De cualquier manera, también hay numerosos aciertos y verdades en muchos de los capítulos de la serie:
1. El proceso salud-enfermedad es una realidad compleja en la que intervienen numerosos factores contextuales de tipo sociológico, cultural y ambiental. Por tal motivo, no todo se soluciona solo con fármacos y operaciones.
2. La relación entre médico y paciente nunca tiene un solo sentido. No se trata de un facultativo “proveedor” y un necesitado paciente “receptor”, sino que juntos han de ser capaces de entretejer una relación donde ambos aportan y a la vez reciben.
3. Contrario al “cliente” convencional, el paciente no siempre tiene la razón. Por tanto el médico no es un mero proveedor de un servicio, que ha de estar dispuesto a complacer a toda costa los deseos del paciente.
4. Las tecnologías médicas no lo pueden todo ni siempre tienen la razón. Más bien, a veces aportan confusión y su empleo inadecuado puede provocar resultados desastrosos. La Medicina contemporánea es aún arte y ciencia que sigue necesitando del método clínico, del juicio lógico, de la experiencia y hasta de la intuición.
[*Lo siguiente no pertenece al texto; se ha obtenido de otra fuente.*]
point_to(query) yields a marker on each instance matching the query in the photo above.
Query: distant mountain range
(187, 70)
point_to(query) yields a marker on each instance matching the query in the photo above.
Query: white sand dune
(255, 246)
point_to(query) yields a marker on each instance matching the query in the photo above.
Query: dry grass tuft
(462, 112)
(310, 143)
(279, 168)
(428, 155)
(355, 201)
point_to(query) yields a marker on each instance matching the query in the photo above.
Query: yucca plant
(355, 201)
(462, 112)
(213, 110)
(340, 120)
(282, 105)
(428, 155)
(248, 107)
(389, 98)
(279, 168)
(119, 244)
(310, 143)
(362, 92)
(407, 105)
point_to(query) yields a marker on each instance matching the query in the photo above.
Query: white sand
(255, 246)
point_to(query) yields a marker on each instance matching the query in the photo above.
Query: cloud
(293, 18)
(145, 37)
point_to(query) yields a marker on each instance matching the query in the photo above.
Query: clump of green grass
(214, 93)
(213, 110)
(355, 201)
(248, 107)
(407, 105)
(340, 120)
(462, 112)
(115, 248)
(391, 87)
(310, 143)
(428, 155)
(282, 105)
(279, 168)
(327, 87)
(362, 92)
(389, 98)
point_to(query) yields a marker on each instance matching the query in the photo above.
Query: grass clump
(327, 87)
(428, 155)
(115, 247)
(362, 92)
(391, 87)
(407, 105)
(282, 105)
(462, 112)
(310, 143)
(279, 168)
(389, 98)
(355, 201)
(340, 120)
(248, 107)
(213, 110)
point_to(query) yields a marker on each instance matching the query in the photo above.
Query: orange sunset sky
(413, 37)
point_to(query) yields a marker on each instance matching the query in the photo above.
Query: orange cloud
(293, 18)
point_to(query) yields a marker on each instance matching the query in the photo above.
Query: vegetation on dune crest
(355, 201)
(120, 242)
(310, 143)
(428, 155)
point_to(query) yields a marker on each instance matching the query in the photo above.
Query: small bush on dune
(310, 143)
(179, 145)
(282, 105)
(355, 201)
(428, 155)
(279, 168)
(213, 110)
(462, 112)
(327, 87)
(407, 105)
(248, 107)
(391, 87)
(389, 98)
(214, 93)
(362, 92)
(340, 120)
5. La Medicina dista mucho de ser una ciencia exacta. Aún haciéndolo todo bien y a la luz del más actualizado conocimiento, las cosas pueden salir muy mal. Por otro lado, los médicos se equivocan -incluso los mejores, aquellos más hábiles y motivados. Ellos sufren con sus fracasos, pero también tienen la oportunidad de crecer con cada error.
Otro innegable valor de la serie es que House no se presenta como un ogro que enseña todo el tiempo los dientes. Aunque se empeñe en ocultarlo, también por momentos muestra una elevada sensibilidad humana y, junto con él, todos terminamos siendo afectiva y efectivamente involucrados.
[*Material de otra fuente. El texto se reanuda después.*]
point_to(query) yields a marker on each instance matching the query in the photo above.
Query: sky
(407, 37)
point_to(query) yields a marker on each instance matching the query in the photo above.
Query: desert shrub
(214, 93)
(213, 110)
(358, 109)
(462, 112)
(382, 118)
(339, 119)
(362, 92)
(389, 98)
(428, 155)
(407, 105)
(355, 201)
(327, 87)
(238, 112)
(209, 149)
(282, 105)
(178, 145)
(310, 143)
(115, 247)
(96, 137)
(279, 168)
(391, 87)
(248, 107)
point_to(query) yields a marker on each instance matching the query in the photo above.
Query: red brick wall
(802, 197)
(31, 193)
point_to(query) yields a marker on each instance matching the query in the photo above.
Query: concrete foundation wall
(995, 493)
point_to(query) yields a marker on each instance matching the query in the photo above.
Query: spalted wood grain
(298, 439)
Así, es capaz de maravillarse ante la mano del feto que, en medio de una operación, sale del útero materno y toca la suya. Luego queda el resto del día mirándose el dedo al que se aferró la frágil manita, y en un instante, a todos se nos devela el valor de esa vida. O aquel episodio en el que logra que un niño autista sobreviva: Cuando por su mente pasa que no ha valido la pena salvar a alguien que luego seguirá “lastrado” por tal enfermedad, el niño, ante la mirada atónita de sus padres (y del propio House), se le acerca, le mira a los ojos y le regala su juguete. La conducta rompe su aislamiento y se aparta de la usual en un autista, pero el gesto de agradecimiento implica una comunicación con alguien que precisamente tiene por norma rechazar a todos. A House le hace reflexionar sobre sí mismo y quienes estamos del lado de acá de la pantalla apreciamos cada vida humana y la esperanza con que ha de ser asumida.
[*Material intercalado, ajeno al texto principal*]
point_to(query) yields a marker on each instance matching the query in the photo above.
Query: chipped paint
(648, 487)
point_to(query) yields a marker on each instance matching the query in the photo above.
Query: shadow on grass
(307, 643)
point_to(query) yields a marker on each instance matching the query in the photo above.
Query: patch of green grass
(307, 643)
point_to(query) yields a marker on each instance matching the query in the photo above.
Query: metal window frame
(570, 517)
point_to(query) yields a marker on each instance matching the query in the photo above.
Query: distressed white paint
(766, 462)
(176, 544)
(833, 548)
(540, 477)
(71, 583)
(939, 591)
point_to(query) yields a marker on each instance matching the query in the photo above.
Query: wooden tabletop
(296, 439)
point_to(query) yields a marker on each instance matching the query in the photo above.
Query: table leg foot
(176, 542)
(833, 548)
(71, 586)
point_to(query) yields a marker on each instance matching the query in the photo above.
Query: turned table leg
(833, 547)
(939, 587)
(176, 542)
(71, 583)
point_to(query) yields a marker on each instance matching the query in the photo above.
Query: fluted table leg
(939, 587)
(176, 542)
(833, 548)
La teleserie llega a su fin, sin embargo, una vez más la realidad se entrelaza con la ficción. En nosotros puede haber mucha más oscuridad “a lo House” de lo que pensamos o estamos dispuestos a admitir. Tras algunas batas blancas se escuda bastante soberbia, mucho paternalismo autoritario y muy poca disposición a la empatía, la apertura y la comunicación. Desprovistos de la genialidad con que se representa al personaje televisivo, algunos facultativos de carne y hueso le aventajan ampliamente en arrogancia y egocentrismo. Así, tan victimarios como víctimas de un actuar deshumanizado, no es difícil forzar diagnósticos, mentir, manipular y, en fin, a cada paso violentar la dignidad de colegas y pacientes. En efecto, podemos llegar a ser peores que House, con los agravantes de la cotidianidad y de un escenario donde el sudor, las lágrimas y la sangre no son de maquillaje.